3606 - Performing DNSSEC algorithm change in NIOS
Scenario
You are a DNS administrator at a coffee company. The internal name space includes an authoritative zone coffee.corp on the server NS1 (10.100.0.111) and a delegated zone zone kona.coffee.corp on server NS2 (10.100.0.222).
A decision is made to change algorithm from RSA/SHA256 to RSA/SHA512. You're tasked with this update, please gather the necessary information (TTL) before you begin, perform the configuration changes, and ensure necessary data has been uploaded to parent zone.
Estimate Completion Time
65 to 80 minutes
Credentials
Description | Username | Password | URL or IP |
---|---|---|---|
Grid Manager UI | admin | infoblox |
Course References
1204: DNSSEC Fundamentals
3011: DNS Troubleshooting Methodology
2204: Describing DNSSEC
2026: Configuring Recursive DNSSEC in NIOS
3028: Managing DNSSEC Keys in NIOS
Lab Initiation
Access jump-desktop
Once the lab is deployed, you can access the virtual machines required to complete this lab activity. To initiate the lab, click on the jump-desktop tile and login to the Linux UI:
Username: training
Password: infoblox
Initiate lab
To initiate the lab, double-click the Launch Lab icon on the Desktop.

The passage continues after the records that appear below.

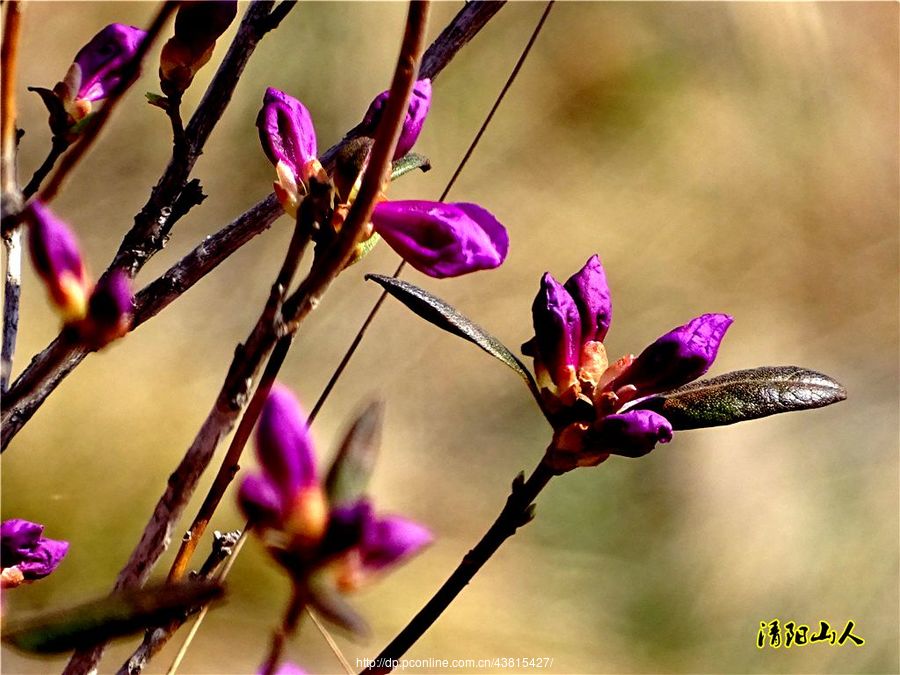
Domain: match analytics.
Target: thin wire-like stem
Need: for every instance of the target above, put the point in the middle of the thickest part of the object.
(98, 121)
(360, 334)
(517, 511)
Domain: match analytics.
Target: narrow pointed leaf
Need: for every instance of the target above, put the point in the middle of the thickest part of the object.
(409, 162)
(437, 312)
(350, 472)
(107, 618)
(745, 395)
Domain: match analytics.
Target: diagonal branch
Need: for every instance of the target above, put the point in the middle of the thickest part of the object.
(55, 362)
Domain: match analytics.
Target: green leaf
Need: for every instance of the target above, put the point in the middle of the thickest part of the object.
(745, 395)
(350, 472)
(437, 312)
(109, 617)
(409, 162)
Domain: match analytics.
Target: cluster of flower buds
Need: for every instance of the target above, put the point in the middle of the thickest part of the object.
(584, 393)
(97, 70)
(94, 314)
(25, 554)
(198, 24)
(440, 240)
(289, 507)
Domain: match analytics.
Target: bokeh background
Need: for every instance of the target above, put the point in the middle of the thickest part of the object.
(736, 157)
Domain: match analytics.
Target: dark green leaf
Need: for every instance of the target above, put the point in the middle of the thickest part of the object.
(745, 395)
(437, 312)
(349, 474)
(109, 617)
(409, 162)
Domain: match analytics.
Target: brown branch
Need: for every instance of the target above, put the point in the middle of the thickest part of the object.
(54, 363)
(98, 121)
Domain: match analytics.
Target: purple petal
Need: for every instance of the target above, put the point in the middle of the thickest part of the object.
(57, 259)
(283, 444)
(631, 434)
(442, 240)
(589, 290)
(286, 131)
(24, 547)
(419, 104)
(261, 501)
(681, 355)
(103, 59)
(390, 540)
(557, 327)
(17, 537)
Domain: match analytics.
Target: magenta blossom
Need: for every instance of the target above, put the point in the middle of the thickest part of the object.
(290, 509)
(57, 260)
(573, 372)
(25, 554)
(98, 68)
(441, 240)
(419, 104)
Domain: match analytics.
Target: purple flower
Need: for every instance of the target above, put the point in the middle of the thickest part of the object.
(289, 140)
(681, 355)
(590, 292)
(57, 260)
(287, 495)
(442, 240)
(419, 104)
(198, 25)
(632, 434)
(109, 310)
(287, 504)
(366, 544)
(98, 68)
(25, 554)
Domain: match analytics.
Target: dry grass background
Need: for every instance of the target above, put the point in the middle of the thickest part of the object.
(719, 156)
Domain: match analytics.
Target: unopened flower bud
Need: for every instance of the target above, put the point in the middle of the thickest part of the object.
(442, 240)
(25, 554)
(419, 104)
(57, 260)
(681, 355)
(631, 434)
(198, 25)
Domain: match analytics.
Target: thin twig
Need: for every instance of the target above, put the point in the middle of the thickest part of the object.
(98, 121)
(56, 361)
(360, 334)
(517, 511)
(10, 197)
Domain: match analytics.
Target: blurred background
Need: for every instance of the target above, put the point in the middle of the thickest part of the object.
(728, 157)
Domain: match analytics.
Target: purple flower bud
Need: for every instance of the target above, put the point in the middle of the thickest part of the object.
(679, 356)
(56, 258)
(283, 444)
(198, 25)
(22, 546)
(419, 103)
(591, 294)
(103, 60)
(109, 310)
(442, 240)
(286, 131)
(631, 434)
(373, 543)
(557, 330)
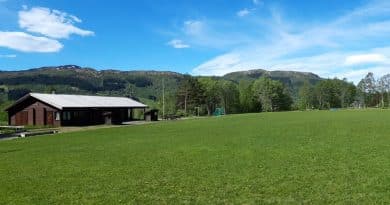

Choose the lab number from the list and click OK.
After clicking OK, you will see a pop-up message with a brief description of the lab task. If the description looks correct, click Yes to continue lab initiation.
Lab initiation will take a couple of minutes to finish.
Once complete, you will see another pop-up message with the login credentials and the URL for the Grid Manager’s User Interface. Note that the credentials may differ from those from prior labs.
Tasks
Task 1: Gathering TTL information
The first step in key rollover is understanding the current TTL values
What is the current default TTL as configured for the zone kona.coffee.corp? Can this be changed?
What is the current TTL for A for the zone kona.coffee.corp? Can this be changed?
What is the current TTL for NS for the zone kona.coffee.corp? Can this be changed?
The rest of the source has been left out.